During her junior year in 2018, she hit .441, with 82 hits, six doubles, two triples, two home runs, 25 RBI and 80 runs. She led the team in batting average, runs, hits and on base percentage (.571). She set a Tennessee single-season record for runs scored with 80. Following the season she was named to the first-team all-SEC and a first-team All-American. During her senior year in 2019, she hit .385, with 72 hits, seven doubles, one triple, two home runs, 23 RBI and 65 runs. She led the SEC in runs per game (1.08), and led the team in batting average, runs, hits and stolen bases. Following the season she was named a third-team All-American.

She finished collegiate career as the program's all-time leader in runs (253) and walks (162) and ranked second in on-base percentage (.503).

==Professional career==
On May 31, 2019, Leach signed with the Scrap Yard Fast Pitch of the National Pro Fastpitch (NPF). She then competed in AUX for four years, tallying the second-most points during the 2023 season. She played for the Blaze in the inaugural Athletes Unlimited Softball League season in 2025.

==International career==
Leach made her United States women's national softball team debut at the 2022 Pan American Championship. On August 31, 2023, she was named to team USA's roster for the 2023 Pan American Games.
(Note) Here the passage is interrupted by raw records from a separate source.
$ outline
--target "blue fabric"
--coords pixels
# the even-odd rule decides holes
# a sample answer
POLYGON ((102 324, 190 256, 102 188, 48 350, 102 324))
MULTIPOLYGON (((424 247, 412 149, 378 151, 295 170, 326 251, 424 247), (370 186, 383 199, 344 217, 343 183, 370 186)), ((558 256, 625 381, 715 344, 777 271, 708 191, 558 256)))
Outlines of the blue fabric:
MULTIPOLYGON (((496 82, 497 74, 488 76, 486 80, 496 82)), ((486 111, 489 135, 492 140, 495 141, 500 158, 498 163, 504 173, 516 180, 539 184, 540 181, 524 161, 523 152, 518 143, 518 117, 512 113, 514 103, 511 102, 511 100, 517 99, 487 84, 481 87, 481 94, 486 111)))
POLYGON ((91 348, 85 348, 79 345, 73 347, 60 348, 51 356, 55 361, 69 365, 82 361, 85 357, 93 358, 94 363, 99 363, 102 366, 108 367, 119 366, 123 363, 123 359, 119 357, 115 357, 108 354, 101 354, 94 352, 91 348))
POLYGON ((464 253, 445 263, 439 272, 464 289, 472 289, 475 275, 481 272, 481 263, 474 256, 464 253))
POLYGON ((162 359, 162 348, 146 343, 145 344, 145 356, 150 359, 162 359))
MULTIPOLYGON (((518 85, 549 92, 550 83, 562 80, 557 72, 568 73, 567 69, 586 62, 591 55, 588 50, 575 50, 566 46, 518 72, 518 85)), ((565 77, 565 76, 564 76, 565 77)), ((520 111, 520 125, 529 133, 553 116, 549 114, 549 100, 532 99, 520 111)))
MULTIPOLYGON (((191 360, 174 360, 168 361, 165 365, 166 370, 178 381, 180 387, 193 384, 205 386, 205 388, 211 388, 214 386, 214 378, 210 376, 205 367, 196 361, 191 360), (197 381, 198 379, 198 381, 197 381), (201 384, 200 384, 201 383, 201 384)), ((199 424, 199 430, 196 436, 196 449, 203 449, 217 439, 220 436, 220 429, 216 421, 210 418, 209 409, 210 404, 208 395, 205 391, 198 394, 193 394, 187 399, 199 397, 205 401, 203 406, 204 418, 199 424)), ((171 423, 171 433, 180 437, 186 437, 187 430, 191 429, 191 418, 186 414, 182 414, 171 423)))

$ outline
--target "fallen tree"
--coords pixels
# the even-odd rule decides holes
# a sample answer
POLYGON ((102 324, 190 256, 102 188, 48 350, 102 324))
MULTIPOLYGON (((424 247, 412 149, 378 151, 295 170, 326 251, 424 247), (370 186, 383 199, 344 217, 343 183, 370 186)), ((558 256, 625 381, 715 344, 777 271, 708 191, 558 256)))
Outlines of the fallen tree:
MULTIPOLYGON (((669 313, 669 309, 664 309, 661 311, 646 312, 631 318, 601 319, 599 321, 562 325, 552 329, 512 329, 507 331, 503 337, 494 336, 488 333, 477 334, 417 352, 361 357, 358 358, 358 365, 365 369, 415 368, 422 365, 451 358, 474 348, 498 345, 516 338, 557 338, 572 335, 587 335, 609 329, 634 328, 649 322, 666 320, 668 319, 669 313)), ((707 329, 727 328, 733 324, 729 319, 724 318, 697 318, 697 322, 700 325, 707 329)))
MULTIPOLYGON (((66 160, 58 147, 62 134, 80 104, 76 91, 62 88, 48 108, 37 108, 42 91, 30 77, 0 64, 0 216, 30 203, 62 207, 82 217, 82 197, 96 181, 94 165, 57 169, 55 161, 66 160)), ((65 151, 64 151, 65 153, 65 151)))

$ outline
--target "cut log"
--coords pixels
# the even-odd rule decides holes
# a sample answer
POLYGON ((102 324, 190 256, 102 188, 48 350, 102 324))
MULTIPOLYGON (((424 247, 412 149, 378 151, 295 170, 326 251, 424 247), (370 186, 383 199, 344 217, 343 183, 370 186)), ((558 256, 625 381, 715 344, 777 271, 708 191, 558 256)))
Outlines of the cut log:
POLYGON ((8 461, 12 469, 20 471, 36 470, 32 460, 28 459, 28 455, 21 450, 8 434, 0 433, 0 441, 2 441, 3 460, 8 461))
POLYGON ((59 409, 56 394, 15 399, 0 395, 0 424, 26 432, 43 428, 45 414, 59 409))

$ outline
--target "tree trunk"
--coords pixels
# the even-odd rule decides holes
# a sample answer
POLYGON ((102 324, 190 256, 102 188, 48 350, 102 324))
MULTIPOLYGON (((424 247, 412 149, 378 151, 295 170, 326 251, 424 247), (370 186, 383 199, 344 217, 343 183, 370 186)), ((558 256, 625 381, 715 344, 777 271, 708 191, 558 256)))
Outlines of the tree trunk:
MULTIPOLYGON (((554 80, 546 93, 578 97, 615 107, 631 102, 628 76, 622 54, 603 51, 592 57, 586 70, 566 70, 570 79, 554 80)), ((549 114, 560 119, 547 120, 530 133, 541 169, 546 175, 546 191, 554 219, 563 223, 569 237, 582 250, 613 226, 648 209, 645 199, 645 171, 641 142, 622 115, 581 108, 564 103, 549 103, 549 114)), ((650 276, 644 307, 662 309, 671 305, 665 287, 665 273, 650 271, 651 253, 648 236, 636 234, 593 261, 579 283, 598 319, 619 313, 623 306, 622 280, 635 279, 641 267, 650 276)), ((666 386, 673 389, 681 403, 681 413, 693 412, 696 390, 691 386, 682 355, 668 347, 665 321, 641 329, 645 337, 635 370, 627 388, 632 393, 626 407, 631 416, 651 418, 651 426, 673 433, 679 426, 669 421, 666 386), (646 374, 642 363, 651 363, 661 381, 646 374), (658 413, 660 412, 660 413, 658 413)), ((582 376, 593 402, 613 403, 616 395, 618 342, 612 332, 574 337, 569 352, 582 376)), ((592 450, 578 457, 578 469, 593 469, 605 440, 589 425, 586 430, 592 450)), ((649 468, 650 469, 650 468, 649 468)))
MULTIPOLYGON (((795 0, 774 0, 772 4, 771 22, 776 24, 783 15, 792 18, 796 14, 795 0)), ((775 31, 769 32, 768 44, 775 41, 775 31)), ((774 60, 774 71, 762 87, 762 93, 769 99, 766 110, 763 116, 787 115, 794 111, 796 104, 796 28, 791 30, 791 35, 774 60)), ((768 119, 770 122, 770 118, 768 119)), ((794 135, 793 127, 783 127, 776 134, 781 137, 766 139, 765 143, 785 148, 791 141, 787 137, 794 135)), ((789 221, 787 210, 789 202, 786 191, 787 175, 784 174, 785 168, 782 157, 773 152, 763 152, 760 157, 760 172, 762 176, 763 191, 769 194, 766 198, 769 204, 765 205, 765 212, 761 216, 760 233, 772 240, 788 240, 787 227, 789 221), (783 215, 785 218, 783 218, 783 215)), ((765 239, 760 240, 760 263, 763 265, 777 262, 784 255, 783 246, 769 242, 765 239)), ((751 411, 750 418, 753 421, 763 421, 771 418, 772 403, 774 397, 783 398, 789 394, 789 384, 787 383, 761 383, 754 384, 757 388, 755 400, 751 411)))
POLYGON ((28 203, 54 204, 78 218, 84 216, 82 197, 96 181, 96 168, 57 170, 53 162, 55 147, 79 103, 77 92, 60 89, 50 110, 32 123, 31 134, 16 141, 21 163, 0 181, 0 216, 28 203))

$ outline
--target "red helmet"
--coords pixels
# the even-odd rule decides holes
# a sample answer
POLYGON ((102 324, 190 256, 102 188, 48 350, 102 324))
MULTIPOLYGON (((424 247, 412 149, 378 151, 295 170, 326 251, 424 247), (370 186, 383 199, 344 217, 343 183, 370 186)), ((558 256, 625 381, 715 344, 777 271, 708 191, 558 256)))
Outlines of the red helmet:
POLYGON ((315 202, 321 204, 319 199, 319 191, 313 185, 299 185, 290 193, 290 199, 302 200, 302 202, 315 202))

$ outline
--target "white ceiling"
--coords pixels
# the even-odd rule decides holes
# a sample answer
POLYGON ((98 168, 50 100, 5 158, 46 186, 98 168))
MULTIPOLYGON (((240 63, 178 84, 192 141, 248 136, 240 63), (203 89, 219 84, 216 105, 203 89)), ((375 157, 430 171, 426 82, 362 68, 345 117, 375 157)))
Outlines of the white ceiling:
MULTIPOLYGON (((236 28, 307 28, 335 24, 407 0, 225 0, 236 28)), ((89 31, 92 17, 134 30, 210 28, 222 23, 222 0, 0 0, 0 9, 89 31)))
On April 25, 2025, she was named an alternate for team USA at the 2025 World Games. On August 3, 2026, she won a gold medal representing the United States at the USA Softball International Cup.

==Coaching career==
On August 10, 2021, Leach was named a graduate assistant at Tennessee, a position she held for three years. On August 21, 2024, she was named Director of Player Development.

==Personal life==
Leach was born to Todd and Kaye Leach, and has three younger sisters, Kelcy, and twin sisters Alannah and Gabrielle. Her grandmother, Wilma Ann Williams-Leach, played for the Rockford Peaches of the All-American Girls Professional Baseball League.

She graduated from University of Tennessee with a J.D. degree in May 2024.